Acting under Chapter VII of the United Nations Charter, the Council expressed concern at the continued delay of elections in Côte d'Ivoire, urging Ivorian stakeholders to publish the final voters list without delay that was crucial for holding free, fair and transparent elections. It reiterated that the Special Representative of the Secretary-General had a role in the certification of the electoral process and of the involvement of Ivorian society in the process with full respect for human rights. Political parties had to comply with a code of good conduct and it was important that the population had access to diverse information through the media.

The international community was urged to provide assistance to the electoral process in Côte d'Ivoire by the provision of election observers and technical assistance.

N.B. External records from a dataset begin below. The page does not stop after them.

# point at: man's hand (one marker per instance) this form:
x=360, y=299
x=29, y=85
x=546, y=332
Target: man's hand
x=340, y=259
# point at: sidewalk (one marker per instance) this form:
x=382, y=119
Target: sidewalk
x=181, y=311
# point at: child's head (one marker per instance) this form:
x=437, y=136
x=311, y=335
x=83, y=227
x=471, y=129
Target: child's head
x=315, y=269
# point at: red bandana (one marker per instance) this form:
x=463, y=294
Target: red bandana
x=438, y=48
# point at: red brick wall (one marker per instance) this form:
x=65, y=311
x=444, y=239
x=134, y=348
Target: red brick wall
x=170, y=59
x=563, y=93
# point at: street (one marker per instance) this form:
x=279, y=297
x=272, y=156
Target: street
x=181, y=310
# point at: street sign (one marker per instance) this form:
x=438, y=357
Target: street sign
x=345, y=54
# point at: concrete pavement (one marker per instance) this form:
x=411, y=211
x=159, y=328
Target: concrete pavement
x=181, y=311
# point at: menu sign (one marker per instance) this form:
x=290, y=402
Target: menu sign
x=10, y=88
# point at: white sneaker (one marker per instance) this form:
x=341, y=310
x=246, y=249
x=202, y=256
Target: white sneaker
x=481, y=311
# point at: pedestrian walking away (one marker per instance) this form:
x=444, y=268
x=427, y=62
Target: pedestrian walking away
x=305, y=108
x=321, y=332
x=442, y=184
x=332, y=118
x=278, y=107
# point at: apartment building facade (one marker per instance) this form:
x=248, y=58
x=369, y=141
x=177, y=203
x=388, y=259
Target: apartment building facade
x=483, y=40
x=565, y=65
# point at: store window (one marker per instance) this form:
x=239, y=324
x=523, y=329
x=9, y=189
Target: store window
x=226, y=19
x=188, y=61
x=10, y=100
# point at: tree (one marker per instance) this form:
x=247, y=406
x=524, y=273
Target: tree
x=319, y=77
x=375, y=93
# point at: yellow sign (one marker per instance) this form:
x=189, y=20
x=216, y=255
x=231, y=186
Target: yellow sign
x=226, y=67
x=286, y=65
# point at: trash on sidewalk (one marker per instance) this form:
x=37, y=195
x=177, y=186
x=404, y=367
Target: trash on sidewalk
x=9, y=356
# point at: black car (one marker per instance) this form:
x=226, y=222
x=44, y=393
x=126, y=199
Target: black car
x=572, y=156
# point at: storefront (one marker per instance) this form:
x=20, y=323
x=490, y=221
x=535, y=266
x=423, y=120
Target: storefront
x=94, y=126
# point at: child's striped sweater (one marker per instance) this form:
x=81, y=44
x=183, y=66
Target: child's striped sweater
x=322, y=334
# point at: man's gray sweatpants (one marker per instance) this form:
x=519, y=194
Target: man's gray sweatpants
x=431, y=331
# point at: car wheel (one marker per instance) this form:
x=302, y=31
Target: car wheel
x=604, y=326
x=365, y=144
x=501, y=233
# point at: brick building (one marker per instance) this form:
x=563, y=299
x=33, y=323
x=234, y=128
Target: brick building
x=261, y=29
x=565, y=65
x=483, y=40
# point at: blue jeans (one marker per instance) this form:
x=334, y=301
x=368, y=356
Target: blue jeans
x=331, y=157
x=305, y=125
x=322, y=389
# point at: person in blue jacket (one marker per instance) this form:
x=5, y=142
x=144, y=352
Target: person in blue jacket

The Ivorian people were called upon to refrain from calls for hatred, violence or intolerance, and noted that the Secretary-General Ban Ki-moon called for sanctions against those in media who publicly incited violence and political tensions in his report.[2] Ivorian parties were urged to make progress with regard to disarmament, identification and reunification operations and the issue of displaced persons. All reported human rights violations, particularly sexual violence, was condemned by the Council.

UNOCI was issued with a newly expanded and comprehensive mandate to effectively support parties to the Ouagadougou Political Agreement. The new mandate included provisions relating to monitoring armed groups; protecting civilians; monitoring the arms embargo; public information; human rights; humanitarian assistance; support for the elections; identification operations; disarmament, demobilisation and reintegration of former militia and storage of weapons; redeployment of Ivorian state administration throughout the country; security sector reform; mediation; and the protection of United Nations personnel.[3] It was further authorised to carry out all necessary means to enforce its mandate.[4]

All Ivorian parties were urged to guarantee the safety, security and freedom of movement for UNOCI and supporting French forces. The resolution decided that UNOCI would comprise a total of 8,650, which included 7,392 military and 1,250 police personnel.[3] The Security Council expressed its intention to temporarily increase the number of UNOCI personnel by up to 500 before and after the elections. The supporting French forces also had their mandate extended until December 31, 2010 by which a review of UNOCI would have taken place by the Council.

Finally, the Secretary-General was requested to report on all aspects of the situation in Côte d'Ivoire, particularly with regard to the protection and promotion of human rights and international humanitarian law. He was asked to monitor compliance by UNOCI with the United Nations zero-tolerance policy on sexual exploitation, report on the achievement of benchmarks in the political process and inform the Council of the final publication of the voters list by October 22, 2010.